Florida’s Scott Wants Ideas from Citizens by Dec. 6

November 21, 2011

Gov. Rick Scott wants the state-backed Citizens Property Insurance Corp. to recommend ways to shore up the troubled insurer.

Scott, who prefers the insurer be sold to a private company, wants answers from the Citizens’ board by a Cabinet meeting Dec. 6.

“I expect them to come back with ideas of things they can do without the Legislature, things that we have to go to the Legislature with,” Scott said recently. “We shouldn’t be sitting here just hoping every hurricane season that we’re not going to have a hurricane. Someday we’re going to have a hurricane.”

Despite going six years without a storm, the state’s property insurance rates have continued to soar and Citizens, designed as the insurer of last resort, has grown dramatically to become the state’s largest property insurer with nearly 1.5 million customers. A one-in-100-year storm or series of destructive hurricanes could leave the company insolvent and put Florida taxpayers on the hook for making up the difference, according to experts.

Scott said most of the state’s insureds are unaware that they’d be assessed on their personal property and vehicle policies in the event Citizens couldn’t pay off. “I don’t think that they have any idea that they are taking that risk of having an assessment,” Scott said. “All consumers should know that.”

Scott grilled Citizens’ President Scott Wallace about details of the company’s business plan and was clearly chagrined at what he learned.

“You would never organize your personal life like this,” Scott said. “We’ve got to fix this.”

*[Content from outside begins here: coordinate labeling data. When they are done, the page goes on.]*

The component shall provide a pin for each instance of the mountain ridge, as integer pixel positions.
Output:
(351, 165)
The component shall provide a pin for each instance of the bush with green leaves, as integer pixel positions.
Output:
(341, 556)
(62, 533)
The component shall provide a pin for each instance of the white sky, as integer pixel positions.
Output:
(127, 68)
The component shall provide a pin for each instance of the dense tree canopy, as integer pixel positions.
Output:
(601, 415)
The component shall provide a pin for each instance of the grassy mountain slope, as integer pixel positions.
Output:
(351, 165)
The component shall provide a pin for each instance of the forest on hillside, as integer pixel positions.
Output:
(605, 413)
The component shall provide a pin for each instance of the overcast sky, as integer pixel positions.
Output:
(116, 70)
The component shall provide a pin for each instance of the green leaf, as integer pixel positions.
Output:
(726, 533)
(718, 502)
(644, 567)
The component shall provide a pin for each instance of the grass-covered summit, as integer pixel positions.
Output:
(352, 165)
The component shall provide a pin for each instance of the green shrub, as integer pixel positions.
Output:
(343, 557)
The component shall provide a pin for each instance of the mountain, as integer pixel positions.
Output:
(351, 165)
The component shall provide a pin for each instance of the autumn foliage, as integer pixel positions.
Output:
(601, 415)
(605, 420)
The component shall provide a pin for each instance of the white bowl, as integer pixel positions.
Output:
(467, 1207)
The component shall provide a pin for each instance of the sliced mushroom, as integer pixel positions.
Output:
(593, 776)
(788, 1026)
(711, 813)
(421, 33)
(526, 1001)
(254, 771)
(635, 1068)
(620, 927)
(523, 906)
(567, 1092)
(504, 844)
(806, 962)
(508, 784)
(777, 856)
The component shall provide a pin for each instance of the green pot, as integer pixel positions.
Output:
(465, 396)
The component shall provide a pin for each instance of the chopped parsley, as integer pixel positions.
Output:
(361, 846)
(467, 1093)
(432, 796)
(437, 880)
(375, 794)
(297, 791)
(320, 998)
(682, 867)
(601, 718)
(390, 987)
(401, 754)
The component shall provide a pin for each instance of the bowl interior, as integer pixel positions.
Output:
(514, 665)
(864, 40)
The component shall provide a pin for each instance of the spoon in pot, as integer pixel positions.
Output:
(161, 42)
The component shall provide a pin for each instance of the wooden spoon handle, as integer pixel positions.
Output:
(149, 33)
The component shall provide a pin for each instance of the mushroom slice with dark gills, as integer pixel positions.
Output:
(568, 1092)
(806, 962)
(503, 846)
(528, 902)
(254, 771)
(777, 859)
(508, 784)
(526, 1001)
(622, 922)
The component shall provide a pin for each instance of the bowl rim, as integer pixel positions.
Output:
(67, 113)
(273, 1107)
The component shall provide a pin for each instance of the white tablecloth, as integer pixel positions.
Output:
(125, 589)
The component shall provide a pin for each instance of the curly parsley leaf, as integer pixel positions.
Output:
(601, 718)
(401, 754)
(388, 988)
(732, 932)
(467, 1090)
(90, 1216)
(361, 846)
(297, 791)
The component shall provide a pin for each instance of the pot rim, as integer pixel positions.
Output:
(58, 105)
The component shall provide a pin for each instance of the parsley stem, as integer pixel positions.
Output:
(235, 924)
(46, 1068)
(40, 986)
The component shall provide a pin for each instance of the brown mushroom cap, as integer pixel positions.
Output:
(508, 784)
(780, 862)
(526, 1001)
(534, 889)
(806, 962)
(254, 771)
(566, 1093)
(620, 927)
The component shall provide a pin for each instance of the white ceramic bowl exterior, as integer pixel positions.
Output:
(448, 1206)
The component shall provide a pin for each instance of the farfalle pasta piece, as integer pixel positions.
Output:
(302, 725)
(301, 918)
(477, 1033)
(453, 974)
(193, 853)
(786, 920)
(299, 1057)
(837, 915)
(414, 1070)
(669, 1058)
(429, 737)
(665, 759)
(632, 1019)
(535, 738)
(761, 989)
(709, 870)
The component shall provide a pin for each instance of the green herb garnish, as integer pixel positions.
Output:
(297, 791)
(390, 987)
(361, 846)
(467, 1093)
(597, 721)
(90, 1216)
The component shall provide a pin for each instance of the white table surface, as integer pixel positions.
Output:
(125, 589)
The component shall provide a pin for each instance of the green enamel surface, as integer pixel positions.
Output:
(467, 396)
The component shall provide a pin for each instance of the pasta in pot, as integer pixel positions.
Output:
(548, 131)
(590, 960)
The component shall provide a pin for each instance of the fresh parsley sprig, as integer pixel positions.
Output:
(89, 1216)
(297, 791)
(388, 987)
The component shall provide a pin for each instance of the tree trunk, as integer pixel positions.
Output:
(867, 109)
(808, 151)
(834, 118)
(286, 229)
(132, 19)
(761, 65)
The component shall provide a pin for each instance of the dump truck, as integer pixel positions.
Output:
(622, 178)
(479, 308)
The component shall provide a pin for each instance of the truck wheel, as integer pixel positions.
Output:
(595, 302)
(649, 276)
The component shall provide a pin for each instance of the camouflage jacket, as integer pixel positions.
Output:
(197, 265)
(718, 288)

Legislators in 2007 tried to protect the so-called insurer of last resort in Florida by clamping down on higher premiums, but that decision didn’t work. They passed another property insurance measure earlier this year designed to give insurers some slack. And the issue never goes away.

Scott said he believes the Legislature would be willing to will work on the issue again in the 2012 session, even in an election year. “They know we can’t keep on doing what we’re doing on Citizens Insurance,” he said. “We’re very vulnerable as a state with Citizens.”

Citizens has more than 900 employees at offices in Jacksonville, Tallahassee and Tampa is run by an eight-person board of governors appointed by the governor.